Yozgat’ta işaret dili öğrenerek engelleri kaldırmayı amaçlıyorlar
16 Mayıs 2025 Cuma - 12:47 Yozgat’ta işaret dili öğrenerek engelleri kaldırmayı amaçlıyorlar Yozgat’ta verilen işaret dili eğitimi sayesinde engelli bireylerin hayatını kolaylaştırmak için adım atılıyor. Yozgat’ın Çekerek ilçesinde Gençlik Merkezi ve Çekerek Fuat Oktay Sağlık Hizmetleri Meslek Yüksekokulu iş birliğiyle gerçekleştirilen işaret dili eğitimi sayesinde kursiyerler, engelli bireylere yardımcı olmayı hedefliyor.
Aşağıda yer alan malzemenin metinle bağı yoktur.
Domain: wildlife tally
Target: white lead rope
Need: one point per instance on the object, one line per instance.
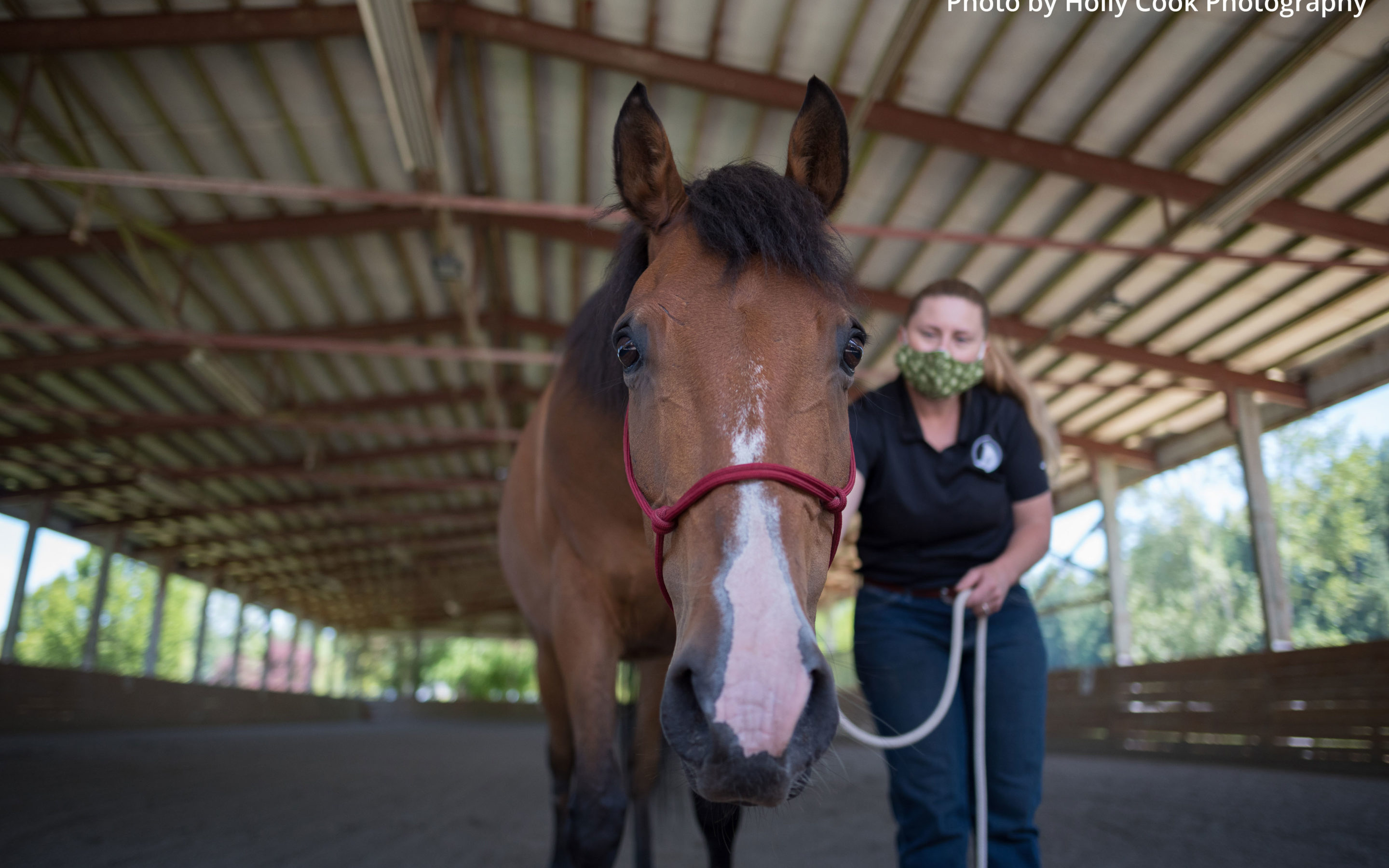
(981, 787)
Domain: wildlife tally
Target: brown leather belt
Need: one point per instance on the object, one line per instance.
(921, 594)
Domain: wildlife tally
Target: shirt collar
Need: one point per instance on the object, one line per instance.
(971, 414)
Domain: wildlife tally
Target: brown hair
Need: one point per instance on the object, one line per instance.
(1001, 373)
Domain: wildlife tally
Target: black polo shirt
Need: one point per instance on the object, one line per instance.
(931, 515)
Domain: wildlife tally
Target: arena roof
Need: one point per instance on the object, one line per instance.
(306, 393)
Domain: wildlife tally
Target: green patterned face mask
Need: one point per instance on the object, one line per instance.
(937, 376)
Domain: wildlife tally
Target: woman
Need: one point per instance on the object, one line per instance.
(953, 492)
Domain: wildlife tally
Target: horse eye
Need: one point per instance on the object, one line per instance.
(627, 353)
(853, 353)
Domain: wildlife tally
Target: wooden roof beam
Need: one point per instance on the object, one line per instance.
(307, 23)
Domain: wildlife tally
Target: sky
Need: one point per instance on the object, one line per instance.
(1366, 416)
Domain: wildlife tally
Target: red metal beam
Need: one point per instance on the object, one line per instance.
(1135, 457)
(371, 331)
(136, 424)
(283, 343)
(570, 223)
(1292, 393)
(305, 226)
(198, 28)
(330, 535)
(332, 509)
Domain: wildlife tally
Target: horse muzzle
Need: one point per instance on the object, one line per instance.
(719, 764)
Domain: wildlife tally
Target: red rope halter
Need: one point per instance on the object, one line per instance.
(663, 518)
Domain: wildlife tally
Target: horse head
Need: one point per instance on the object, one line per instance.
(738, 346)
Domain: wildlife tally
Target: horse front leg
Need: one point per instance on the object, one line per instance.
(561, 747)
(646, 755)
(586, 649)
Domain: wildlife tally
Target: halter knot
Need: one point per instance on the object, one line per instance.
(663, 518)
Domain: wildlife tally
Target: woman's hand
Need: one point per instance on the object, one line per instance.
(1031, 537)
(988, 586)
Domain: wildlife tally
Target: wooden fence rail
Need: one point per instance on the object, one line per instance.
(1324, 709)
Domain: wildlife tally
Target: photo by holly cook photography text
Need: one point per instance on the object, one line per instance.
(1285, 9)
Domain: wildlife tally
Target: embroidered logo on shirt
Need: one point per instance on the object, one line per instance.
(987, 455)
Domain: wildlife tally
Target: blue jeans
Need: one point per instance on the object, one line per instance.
(902, 646)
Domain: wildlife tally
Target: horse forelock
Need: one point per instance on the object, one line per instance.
(742, 213)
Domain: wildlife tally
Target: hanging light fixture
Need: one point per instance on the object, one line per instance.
(1271, 177)
(399, 56)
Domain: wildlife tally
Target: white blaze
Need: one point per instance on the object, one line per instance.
(766, 684)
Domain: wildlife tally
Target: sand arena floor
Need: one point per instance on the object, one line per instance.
(476, 793)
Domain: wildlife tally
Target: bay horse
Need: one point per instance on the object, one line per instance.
(722, 335)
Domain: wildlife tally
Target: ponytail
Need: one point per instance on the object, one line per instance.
(1001, 373)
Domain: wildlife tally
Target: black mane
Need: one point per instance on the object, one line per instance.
(741, 212)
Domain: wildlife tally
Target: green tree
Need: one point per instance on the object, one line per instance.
(56, 620)
(1333, 506)
(1192, 586)
(482, 668)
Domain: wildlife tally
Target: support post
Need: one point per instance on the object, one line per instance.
(294, 651)
(152, 651)
(1263, 528)
(1121, 630)
(351, 674)
(237, 642)
(103, 583)
(416, 665)
(313, 657)
(270, 645)
(12, 632)
(202, 635)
Yaklaşık 120 saat süren eğitim sonrası kursiyerler, belge almaya hak kazanıyor. İşaret dilini bilenler sayesinde ise hem engelli vatandaşların hayatı kolaylaşıyor hem de eğitimi alanlar yetkinliklerini arttırıyor. "Sağlık ocağında yardımcı olduğum engelli birey çok mutlu oldu" Çekerek ilçesinde 7 yıldan fazladır eğitmenlik yapan Cevahir Solmaz, "İşaret dilinin önemini anlatmak için elimizden geleni yapıyoruz. Üniversitemiz ve Gençlik Merkezi’nin dahil olduğu ‘Ya Dünya Sessiz Olursa’ projemiz gerçekleştirildi ve büyük ses getirdi. Özellikle sağlık alanı ve Özel Eğitim bölümü öğrencileri için işaret dili ayrıca önem taşıyor. Katılım beklediğimizden daha büyük. Geçen hafta sağlık ocağına gittiğimde engelli bir vatandaşımızla karşılaştım. Bir beyefendi ve yanında 2 çocuğu vardı. Lavaboya gidecekti, sordu fakat çocuklar işaret dili bilmediği için cevap veremedi. Ben aile hekimine sordum. Sonra doktor hanım tarif edince engelli beyefendi bana döndü şaşırdı ve çok mutlu oldu. Onun derdini anlayıp sesini duyabilen bir insanın olması onu çok mutlu etti. Meslek ya da yaş fark etmeden herkesin bu eğitimi aldığı oluyor. Bu keyfi değil zorunlu. O bireylerin sesi olabilmek için bütün gücümüzle devam edeceğiz" ifadelerine yer verdi. "Yardımcı olduğumuz insanların yüzündeki mutluluk çok güzel oluyor" Tıbbi Sekreterlik bölümü ikinci sınıf öğrencisi olan Tuğba Dudu Dağdelen, "Özellikle sağlık çalışanları ve diğer meslek kollarındaki bireylerin de almasını tavsiye ediyorum. Engelli vatandaşların bazı durumlarda yardıma ihtiyacı olduğunu düşünüyorum. Hangi polikliniğe gideceği konusunda yardımcı olduğumuzda ya da konulan teşhisi onlara ifade ettiğimizde yüzlerinde mutluluk oluşuyor. O yüzden herkes bu eğitimi almalı" ifadelerini kullandı.